Spring BasicsCore· 40 min read

Beans & Dependency Injection

A bean is an object Spring creates and manages for you, and dependency injection means Spring hands those objects to the classes that need them.

What you will learn

  • Define a bean in plain words
  • Explain dependency injection with an example
  • Use constructor injection

The problem: objects need other objects

In Java you often write new SomeClass() to build the objects you need. But in a real app, classes depend on many other classes, and building them all by hand gets messy and hard to change.

Spring solves this. It creates the objects for you, keeps them in one place, and gives them to whoever needs them. This is the core idea of the whole framework.

What is a bean?

A bean is simply an object that Spring creates and manages. You mark a class so Spring knows to manage it, and Spring builds one instance and keeps it ready. Common markers are @Service, @Component, @Repository and @RestController.

What is dependency injection?

Dependency injection (DI) means: instead of a class creating its own helpers with new, Spring injects (passes in) the ready-made beans it needs. The class just asks for them in its constructor.

Tip: Analogy: a chef does not grow the vegetables and raise the chickens before cooking. The ingredients are delivered ready to use, so the chef can focus on cooking. DI is the same: Spring delivers the ready-made objects (beans), so your class can focus on its real job instead of building its tools.

Constructor injection: Spring passes the service into the controller
@Service
public class GreetingService {
    public String greet(String name) {
        return "Hello, " + name + "!";
    }
}

@RestController
public class GreetingController {
    private final GreetingService service;

    // Spring sees this constructor and injects the GreetingService bean
    public GreetingController(GreetingService service) {
        this.service = service;
    }

    @GetMapping("/greet")
    public String greet() {
        return service.greet("Ashish");
    }
}

Note: Output (visiting /greet in a browser): Hello, Ashish! Notice we never wrote new GreetingService(). Spring created it as a bean and passed it into the controller for us — that is dependency injection.

Why this is better

Without DIWith DI (Spring)
Classes build their own helpers with newSpring builds and shares the helpers
Hard to swap a helper for anotherEasy — Spring decides what to inject
Harder to testEasy to pass a fake in tests
You manage object lifetimesSpring manages them

Tip: Best practice: use constructor injection (ask for dependencies in the constructor, like above). It is clear, and the final field guarantees the dependency is always set.

Watch out: For Spring to inject a class, that class must be a bean (marked with @Service, @Component, etc.) and live in a scanned package.
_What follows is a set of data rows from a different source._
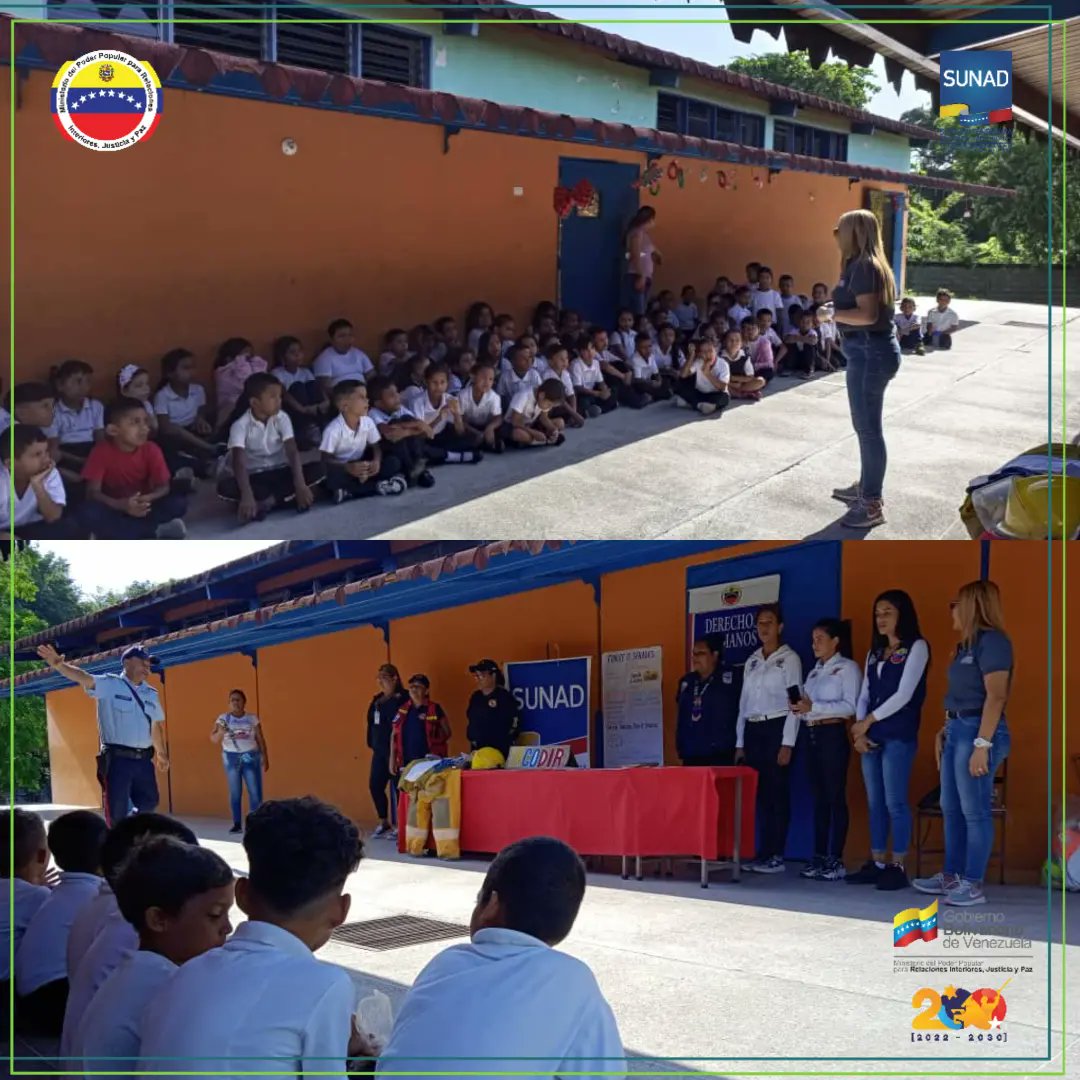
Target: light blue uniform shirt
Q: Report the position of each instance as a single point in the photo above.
(120, 720)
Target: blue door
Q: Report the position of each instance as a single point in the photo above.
(809, 590)
(591, 254)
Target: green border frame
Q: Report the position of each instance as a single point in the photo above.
(1051, 24)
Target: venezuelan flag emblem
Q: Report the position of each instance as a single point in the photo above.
(106, 100)
(915, 925)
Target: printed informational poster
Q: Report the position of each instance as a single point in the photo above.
(633, 707)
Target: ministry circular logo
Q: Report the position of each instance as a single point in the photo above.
(106, 100)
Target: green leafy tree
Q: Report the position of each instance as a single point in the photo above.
(835, 80)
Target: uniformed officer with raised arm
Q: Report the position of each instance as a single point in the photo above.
(130, 730)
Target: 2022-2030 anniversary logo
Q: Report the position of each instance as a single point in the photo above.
(106, 100)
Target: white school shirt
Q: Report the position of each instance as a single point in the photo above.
(833, 688)
(338, 366)
(181, 410)
(765, 690)
(287, 378)
(942, 322)
(918, 658)
(345, 444)
(28, 899)
(115, 942)
(262, 443)
(480, 414)
(588, 376)
(26, 504)
(77, 426)
(259, 1002)
(108, 1037)
(503, 998)
(42, 954)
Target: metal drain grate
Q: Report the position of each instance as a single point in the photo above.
(397, 931)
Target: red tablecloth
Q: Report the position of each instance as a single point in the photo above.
(666, 811)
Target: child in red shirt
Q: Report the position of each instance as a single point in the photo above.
(127, 482)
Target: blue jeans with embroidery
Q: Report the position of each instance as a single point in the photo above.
(967, 799)
(887, 772)
(243, 770)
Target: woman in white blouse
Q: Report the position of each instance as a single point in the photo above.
(245, 755)
(829, 698)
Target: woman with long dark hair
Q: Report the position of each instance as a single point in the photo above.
(886, 733)
(829, 699)
(973, 743)
(380, 719)
(865, 302)
(642, 258)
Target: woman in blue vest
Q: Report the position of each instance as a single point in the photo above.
(886, 733)
(973, 743)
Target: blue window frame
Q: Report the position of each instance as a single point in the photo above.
(688, 116)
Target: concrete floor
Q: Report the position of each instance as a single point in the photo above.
(773, 974)
(760, 471)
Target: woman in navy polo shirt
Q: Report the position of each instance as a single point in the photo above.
(973, 743)
(886, 733)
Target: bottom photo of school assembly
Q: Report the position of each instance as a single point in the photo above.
(810, 731)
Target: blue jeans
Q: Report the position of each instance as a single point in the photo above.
(886, 772)
(966, 799)
(243, 769)
(873, 360)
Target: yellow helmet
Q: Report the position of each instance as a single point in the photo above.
(488, 757)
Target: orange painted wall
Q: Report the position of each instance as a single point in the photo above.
(203, 231)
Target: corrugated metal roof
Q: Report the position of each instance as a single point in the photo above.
(57, 42)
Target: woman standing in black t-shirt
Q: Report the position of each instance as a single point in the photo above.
(380, 718)
(865, 300)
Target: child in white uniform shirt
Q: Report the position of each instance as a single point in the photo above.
(265, 464)
(41, 982)
(341, 359)
(100, 936)
(40, 498)
(355, 464)
(262, 1001)
(176, 898)
(476, 1006)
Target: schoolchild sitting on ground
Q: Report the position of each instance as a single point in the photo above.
(521, 376)
(100, 936)
(556, 365)
(234, 365)
(647, 378)
(355, 464)
(703, 380)
(305, 400)
(401, 430)
(480, 320)
(908, 327)
(41, 982)
(442, 414)
(742, 380)
(482, 407)
(588, 379)
(942, 322)
(264, 468)
(184, 424)
(78, 419)
(529, 423)
(296, 1011)
(511, 970)
(801, 348)
(341, 359)
(34, 487)
(176, 898)
(617, 373)
(129, 486)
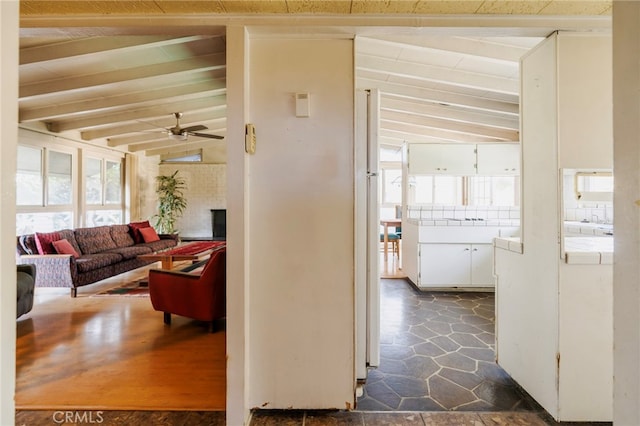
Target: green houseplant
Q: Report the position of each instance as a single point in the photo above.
(171, 201)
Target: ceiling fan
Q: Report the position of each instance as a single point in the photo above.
(182, 133)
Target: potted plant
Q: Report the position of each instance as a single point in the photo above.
(171, 201)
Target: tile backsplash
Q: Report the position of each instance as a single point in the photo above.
(599, 213)
(462, 212)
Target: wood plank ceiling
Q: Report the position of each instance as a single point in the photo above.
(125, 88)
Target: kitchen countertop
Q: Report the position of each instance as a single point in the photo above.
(588, 228)
(577, 250)
(463, 222)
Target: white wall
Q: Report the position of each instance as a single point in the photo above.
(626, 268)
(8, 138)
(206, 189)
(531, 322)
(301, 191)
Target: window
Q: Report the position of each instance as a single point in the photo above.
(492, 191)
(439, 190)
(103, 191)
(57, 188)
(44, 195)
(29, 177)
(593, 186)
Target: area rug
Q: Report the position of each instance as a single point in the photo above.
(138, 288)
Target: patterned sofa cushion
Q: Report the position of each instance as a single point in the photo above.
(90, 262)
(44, 242)
(69, 235)
(121, 235)
(95, 240)
(132, 251)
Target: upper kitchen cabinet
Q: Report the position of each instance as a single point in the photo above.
(443, 159)
(498, 159)
(584, 101)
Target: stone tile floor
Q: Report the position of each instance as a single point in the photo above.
(437, 354)
(437, 369)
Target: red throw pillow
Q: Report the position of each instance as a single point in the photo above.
(149, 234)
(64, 247)
(44, 240)
(135, 230)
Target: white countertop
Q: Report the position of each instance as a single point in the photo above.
(463, 222)
(577, 250)
(588, 228)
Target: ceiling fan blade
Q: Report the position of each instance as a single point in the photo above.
(206, 135)
(194, 128)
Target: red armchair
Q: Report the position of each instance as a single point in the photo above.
(199, 296)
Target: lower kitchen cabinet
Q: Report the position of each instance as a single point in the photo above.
(455, 265)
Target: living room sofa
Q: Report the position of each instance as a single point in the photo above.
(26, 279)
(89, 254)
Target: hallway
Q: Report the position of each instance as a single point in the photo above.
(437, 354)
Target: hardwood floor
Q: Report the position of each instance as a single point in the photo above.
(115, 353)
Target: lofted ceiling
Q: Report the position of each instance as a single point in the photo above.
(124, 89)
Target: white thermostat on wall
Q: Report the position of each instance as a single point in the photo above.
(302, 104)
(250, 139)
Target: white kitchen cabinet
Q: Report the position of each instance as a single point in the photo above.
(498, 159)
(455, 265)
(446, 159)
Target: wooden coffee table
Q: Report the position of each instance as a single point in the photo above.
(195, 251)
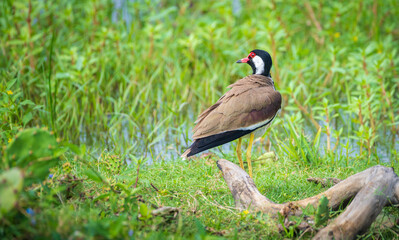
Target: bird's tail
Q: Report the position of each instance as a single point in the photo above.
(202, 144)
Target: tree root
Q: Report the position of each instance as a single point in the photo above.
(371, 190)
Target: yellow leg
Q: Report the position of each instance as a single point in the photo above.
(251, 140)
(238, 150)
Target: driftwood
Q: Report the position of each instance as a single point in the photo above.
(371, 190)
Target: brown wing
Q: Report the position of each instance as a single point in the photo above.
(250, 100)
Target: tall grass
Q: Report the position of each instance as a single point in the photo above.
(133, 79)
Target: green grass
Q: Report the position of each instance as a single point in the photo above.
(131, 84)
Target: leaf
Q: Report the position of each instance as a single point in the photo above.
(322, 212)
(27, 102)
(93, 175)
(145, 211)
(11, 183)
(27, 117)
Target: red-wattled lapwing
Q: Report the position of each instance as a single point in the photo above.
(250, 105)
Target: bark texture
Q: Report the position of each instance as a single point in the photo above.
(371, 190)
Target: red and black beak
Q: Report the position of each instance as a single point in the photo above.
(244, 60)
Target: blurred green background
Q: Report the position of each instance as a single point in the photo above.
(131, 76)
(113, 82)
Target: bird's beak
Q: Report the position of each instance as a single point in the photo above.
(244, 60)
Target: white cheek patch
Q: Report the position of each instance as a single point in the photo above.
(259, 65)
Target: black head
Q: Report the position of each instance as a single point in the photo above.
(260, 62)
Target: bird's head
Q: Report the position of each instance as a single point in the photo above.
(260, 62)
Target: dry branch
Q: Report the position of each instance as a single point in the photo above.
(371, 190)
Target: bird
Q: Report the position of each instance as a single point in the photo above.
(249, 107)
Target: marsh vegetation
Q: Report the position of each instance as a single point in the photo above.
(118, 84)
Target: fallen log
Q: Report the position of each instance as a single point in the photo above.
(371, 190)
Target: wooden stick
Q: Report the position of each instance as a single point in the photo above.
(372, 189)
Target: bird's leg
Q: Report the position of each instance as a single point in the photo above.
(238, 150)
(251, 140)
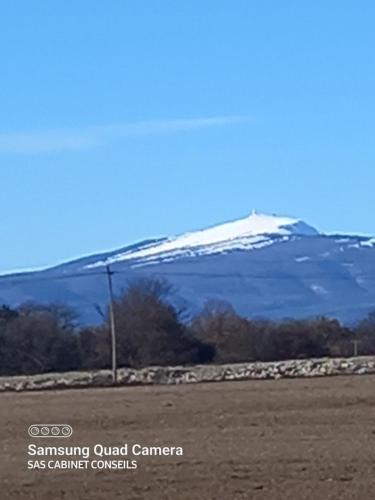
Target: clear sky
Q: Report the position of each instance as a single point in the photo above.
(121, 120)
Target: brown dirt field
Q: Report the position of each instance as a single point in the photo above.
(285, 439)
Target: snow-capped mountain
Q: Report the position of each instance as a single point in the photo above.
(264, 265)
(252, 232)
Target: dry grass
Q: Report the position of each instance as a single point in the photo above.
(286, 439)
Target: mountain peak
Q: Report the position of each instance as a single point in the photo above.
(251, 232)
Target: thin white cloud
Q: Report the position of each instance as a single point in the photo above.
(93, 136)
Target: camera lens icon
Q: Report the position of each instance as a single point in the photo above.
(34, 431)
(50, 431)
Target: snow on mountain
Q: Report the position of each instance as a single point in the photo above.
(254, 231)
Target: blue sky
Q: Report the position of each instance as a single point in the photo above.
(121, 120)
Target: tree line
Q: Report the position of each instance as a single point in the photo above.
(151, 330)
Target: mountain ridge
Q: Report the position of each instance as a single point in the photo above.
(264, 265)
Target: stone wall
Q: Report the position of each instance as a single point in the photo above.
(194, 374)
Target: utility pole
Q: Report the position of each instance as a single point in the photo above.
(112, 324)
(355, 347)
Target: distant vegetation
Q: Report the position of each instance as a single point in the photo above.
(151, 331)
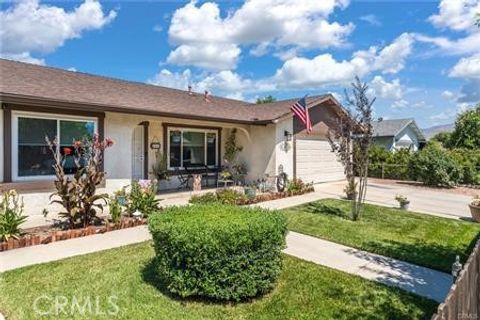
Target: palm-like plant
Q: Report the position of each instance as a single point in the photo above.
(77, 194)
(11, 215)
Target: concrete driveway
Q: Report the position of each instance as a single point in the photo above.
(433, 202)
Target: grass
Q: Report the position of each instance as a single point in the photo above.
(304, 291)
(417, 238)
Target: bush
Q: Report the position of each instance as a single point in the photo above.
(11, 215)
(434, 166)
(297, 186)
(470, 162)
(142, 197)
(206, 198)
(396, 163)
(231, 196)
(218, 251)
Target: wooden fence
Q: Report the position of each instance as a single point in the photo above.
(463, 300)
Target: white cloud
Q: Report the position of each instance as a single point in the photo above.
(166, 78)
(263, 23)
(447, 94)
(400, 104)
(32, 27)
(467, 45)
(24, 57)
(385, 89)
(457, 15)
(324, 69)
(444, 115)
(470, 92)
(372, 19)
(209, 56)
(392, 58)
(468, 68)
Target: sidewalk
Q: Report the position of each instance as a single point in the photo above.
(420, 280)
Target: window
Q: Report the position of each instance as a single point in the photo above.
(192, 147)
(32, 157)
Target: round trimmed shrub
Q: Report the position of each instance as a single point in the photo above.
(218, 251)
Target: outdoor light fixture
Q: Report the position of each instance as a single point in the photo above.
(456, 268)
(155, 144)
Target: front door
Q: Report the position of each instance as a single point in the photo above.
(138, 153)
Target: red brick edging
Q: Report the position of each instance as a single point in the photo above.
(59, 235)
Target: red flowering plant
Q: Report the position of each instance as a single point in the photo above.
(77, 192)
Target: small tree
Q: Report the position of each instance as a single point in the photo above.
(466, 133)
(77, 193)
(231, 147)
(350, 138)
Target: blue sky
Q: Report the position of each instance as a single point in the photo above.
(421, 58)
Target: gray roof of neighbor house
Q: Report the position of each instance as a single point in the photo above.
(24, 83)
(391, 128)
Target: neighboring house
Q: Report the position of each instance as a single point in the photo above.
(190, 128)
(398, 134)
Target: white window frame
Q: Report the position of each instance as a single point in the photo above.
(185, 129)
(36, 115)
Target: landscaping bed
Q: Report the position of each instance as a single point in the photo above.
(45, 235)
(409, 236)
(242, 196)
(304, 291)
(217, 251)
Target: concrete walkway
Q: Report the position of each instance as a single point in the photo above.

A plain class with no annotation will not be injected.

Q. What does “dependency injection” mean in Spring?

Answer: With dependency injection, Spring builds the beans and supplies them to the classes that need them, usually through the constructor — so you avoid manual new calls.

✍️ Practice

  1. Write a MathService bean with an add(int a, int b) method and inject it into a controller.
  2. Explain in one sentence why constructor injection is preferred over creating objects with new.

🏠 Homework

  1. Create a QuoteService that returns a random quote, mark it as a bean, and inject it into a controller method.